Some conventional optical inspection tools locate defects on patterned wafers by scanning the surface of the wafer with a tightly focused laser spot and measuring the amount of light scattered by the illuminated spot on the wafer. Dissimilarities in the scattering intensity between similar locations in adjacent dies are recorded as potential defect sites.
The dynamic range of this optical scattering is typically substantial. Changes in scattering intensity of more than a million to one within a single die are not uncommon. This high dynamic range is intrinsic to the optical configuration of the instrument and the scattering properties of the wafers and defects of interest.

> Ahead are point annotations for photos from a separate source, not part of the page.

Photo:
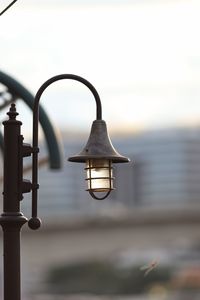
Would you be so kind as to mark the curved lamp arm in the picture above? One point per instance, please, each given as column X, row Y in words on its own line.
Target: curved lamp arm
column 35, row 222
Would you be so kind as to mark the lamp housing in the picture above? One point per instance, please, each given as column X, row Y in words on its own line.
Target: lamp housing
column 99, row 154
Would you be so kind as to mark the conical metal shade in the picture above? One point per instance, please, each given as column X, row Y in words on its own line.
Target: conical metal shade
column 99, row 146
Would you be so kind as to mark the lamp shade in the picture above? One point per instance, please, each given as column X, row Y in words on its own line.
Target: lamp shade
column 99, row 146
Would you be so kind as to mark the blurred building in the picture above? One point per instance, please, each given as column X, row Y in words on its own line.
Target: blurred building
column 164, row 170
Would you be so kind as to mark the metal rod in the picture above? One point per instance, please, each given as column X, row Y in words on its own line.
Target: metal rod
column 11, row 219
column 34, row 222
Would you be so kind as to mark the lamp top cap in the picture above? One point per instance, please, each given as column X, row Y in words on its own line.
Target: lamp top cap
column 99, row 146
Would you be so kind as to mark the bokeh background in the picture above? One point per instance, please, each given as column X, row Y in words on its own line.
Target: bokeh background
column 143, row 57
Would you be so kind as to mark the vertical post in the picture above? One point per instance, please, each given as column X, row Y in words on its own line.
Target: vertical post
column 12, row 219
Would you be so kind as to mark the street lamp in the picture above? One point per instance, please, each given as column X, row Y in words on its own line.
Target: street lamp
column 98, row 155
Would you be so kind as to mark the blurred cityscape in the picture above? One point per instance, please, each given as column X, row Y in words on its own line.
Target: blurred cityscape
column 153, row 215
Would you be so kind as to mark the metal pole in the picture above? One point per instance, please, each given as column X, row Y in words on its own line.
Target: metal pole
column 12, row 219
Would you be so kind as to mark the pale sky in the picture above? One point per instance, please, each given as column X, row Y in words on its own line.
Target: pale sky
column 143, row 57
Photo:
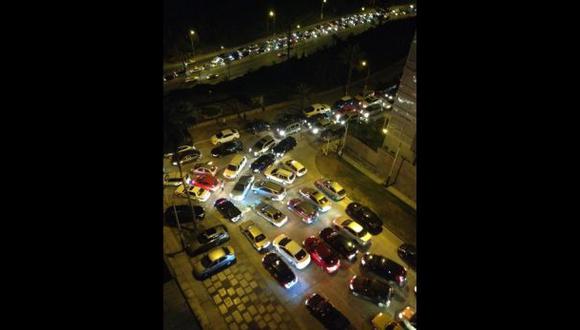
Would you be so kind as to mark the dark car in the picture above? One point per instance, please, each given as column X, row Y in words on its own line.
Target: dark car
column 185, row 154
column 257, row 126
column 322, row 254
column 284, row 146
column 326, row 313
column 377, row 291
column 279, row 270
column 263, row 162
column 385, row 268
column 227, row 148
column 345, row 246
column 365, row 217
column 408, row 253
column 183, row 213
column 228, row 210
column 206, row 240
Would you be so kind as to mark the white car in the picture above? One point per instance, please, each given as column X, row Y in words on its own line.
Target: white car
column 296, row 167
column 353, row 229
column 280, row 175
column 235, row 167
column 292, row 251
column 316, row 109
column 225, row 135
column 195, row 193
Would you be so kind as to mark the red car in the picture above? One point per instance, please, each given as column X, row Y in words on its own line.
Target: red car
column 322, row 254
column 207, row 181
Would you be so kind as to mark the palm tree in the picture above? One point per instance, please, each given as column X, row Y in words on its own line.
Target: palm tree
column 351, row 56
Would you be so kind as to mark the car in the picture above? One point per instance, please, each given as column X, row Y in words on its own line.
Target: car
column 228, row 210
column 185, row 154
column 331, row 188
column 225, row 135
column 383, row 321
column 322, row 254
column 385, row 268
column 408, row 253
column 303, row 209
column 257, row 126
column 262, row 146
column 326, row 313
column 280, row 175
column 284, row 146
column 269, row 189
column 353, row 229
column 195, row 193
column 262, row 162
column 345, row 246
column 207, row 182
column 316, row 198
column 290, row 250
column 279, row 270
column 296, row 167
column 271, row 214
column 408, row 316
column 255, row 235
column 206, row 240
column 214, row 261
column 316, row 109
column 227, row 148
column 365, row 217
column 183, row 214
column 242, row 187
column 377, row 291
column 235, row 167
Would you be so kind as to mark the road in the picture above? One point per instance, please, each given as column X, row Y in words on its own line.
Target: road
column 247, row 64
column 312, row 278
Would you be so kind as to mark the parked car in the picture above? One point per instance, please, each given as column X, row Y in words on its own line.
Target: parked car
column 206, row 240
column 185, row 154
column 271, row 214
column 213, row 262
column 303, row 209
column 262, row 146
column 316, row 198
column 228, row 210
column 262, row 162
column 207, row 182
column 225, row 135
column 195, row 193
column 269, row 189
column 371, row 289
column 235, row 167
column 255, row 235
column 330, row 317
column 322, row 254
column 296, row 167
column 331, row 188
column 316, row 109
column 385, row 268
column 242, row 187
column 183, row 213
column 353, row 229
column 257, row 126
column 408, row 253
column 365, row 217
column 279, row 270
column 284, row 146
column 280, row 175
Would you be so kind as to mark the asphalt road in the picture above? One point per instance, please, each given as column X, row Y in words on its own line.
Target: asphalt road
column 312, row 278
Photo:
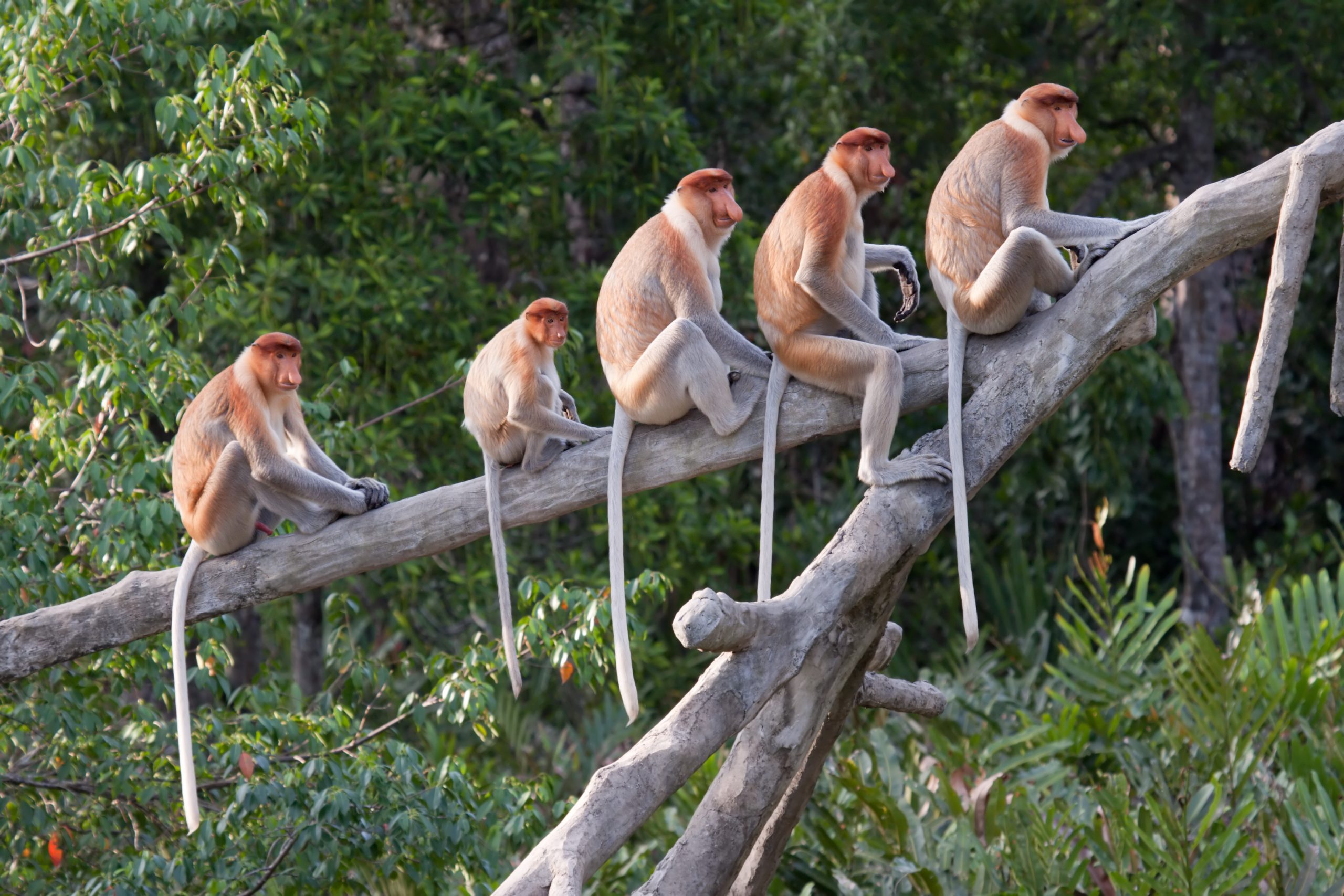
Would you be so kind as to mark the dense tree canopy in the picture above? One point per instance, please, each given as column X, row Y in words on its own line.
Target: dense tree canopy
column 392, row 183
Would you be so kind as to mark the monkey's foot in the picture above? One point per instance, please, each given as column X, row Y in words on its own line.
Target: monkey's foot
column 906, row 468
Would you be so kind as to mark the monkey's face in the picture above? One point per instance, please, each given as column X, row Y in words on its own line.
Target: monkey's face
column 284, row 364
column 1054, row 111
column 866, row 155
column 548, row 323
column 717, row 205
column 276, row 361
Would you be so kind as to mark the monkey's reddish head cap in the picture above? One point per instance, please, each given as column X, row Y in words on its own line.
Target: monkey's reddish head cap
column 545, row 305
column 279, row 342
column 1050, row 94
column 706, row 178
column 860, row 136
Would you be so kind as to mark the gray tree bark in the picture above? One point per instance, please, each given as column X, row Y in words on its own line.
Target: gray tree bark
column 793, row 657
column 792, row 666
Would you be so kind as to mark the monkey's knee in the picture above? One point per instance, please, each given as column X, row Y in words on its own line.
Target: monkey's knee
column 887, row 370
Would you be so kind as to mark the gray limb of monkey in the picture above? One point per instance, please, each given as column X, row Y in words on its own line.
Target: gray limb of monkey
column 680, row 370
column 874, row 374
column 819, row 280
column 541, row 452
column 690, row 301
column 281, row 475
column 1073, row 230
column 901, row 342
column 526, row 413
column 1026, row 262
column 312, row 457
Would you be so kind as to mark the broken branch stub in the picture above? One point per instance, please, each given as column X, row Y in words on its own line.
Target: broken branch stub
column 917, row 698
column 1031, row 371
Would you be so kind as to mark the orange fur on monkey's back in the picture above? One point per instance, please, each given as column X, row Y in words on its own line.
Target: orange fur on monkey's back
column 815, row 206
column 965, row 218
column 632, row 309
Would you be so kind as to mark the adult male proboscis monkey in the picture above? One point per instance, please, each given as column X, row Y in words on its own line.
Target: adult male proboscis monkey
column 666, row 349
column 517, row 410
column 991, row 244
column 243, row 462
column 817, row 305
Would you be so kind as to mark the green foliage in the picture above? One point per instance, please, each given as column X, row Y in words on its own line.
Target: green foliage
column 1146, row 755
column 394, row 182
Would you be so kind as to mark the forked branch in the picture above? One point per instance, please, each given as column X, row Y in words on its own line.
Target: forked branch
column 781, row 696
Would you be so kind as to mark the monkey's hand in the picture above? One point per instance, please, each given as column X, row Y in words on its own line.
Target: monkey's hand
column 568, row 406
column 902, row 261
column 905, row 342
column 1084, row 257
column 1141, row 224
column 375, row 493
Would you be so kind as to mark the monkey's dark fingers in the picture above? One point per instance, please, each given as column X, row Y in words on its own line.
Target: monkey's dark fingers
column 375, row 493
column 909, row 292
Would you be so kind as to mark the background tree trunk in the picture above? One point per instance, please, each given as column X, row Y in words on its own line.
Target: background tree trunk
column 307, row 647
column 246, row 648
column 1199, row 309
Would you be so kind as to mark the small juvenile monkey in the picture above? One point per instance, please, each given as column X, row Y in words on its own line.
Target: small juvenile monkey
column 243, row 462
column 517, row 410
column 991, row 242
column 817, row 307
column 666, row 349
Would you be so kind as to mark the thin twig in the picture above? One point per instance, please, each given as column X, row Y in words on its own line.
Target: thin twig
column 23, row 309
column 84, row 468
column 269, row 871
column 443, row 388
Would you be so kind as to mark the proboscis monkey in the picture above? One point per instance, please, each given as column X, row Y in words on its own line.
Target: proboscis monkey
column 243, row 462
column 519, row 414
column 666, row 349
column 991, row 244
column 817, row 305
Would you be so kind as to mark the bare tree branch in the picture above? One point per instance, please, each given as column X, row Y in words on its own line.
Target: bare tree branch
column 841, row 602
column 138, row 606
column 1296, row 226
column 917, row 698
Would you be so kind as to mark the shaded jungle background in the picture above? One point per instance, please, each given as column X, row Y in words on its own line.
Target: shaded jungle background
column 393, row 183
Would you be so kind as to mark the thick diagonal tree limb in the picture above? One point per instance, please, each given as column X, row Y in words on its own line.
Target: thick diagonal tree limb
column 1026, row 375
column 764, row 858
column 139, row 605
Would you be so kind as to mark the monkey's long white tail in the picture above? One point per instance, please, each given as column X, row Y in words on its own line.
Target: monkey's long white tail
column 496, row 522
column 622, row 429
column 956, row 364
column 190, row 808
column 773, row 395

Optical sensing is the process of converting optical signals (photons) into electrical signals (electrons). When the optical signals are dim, and frequencies are high, photomultiplier tubes are typically used. A photomultiplier tube generally includes a photocathode, one or more dynodes, and an anode. Individual photons striking the cathode have a particular probability (e.g., 25%) of dislodging an electron. These photoelectrons are then accelerated towards the first dynode by an electric field. When the electrons strike the dynode they dislodge additional electrons, thus amplifying the signal. These secondary electrons then cascade towards the next dynode where they are again amplified. At the end of the dynode chain, the electrons are collected by the anode which carries them outside of the photomultiplier tube. At this point, the signal is large enough to be easily measured using conventional electronics, such as a transimpedance amplifier, followed by an analog-to-digital converter.
The gain at each dynode is a function of the energy of the incoming electron, which is proportional to the electric potential between that dynode and the previous stage. The total gain of the tube is the product of the gains from all the dynodes. There are continued efforts to improve photomultiplier tube gain control.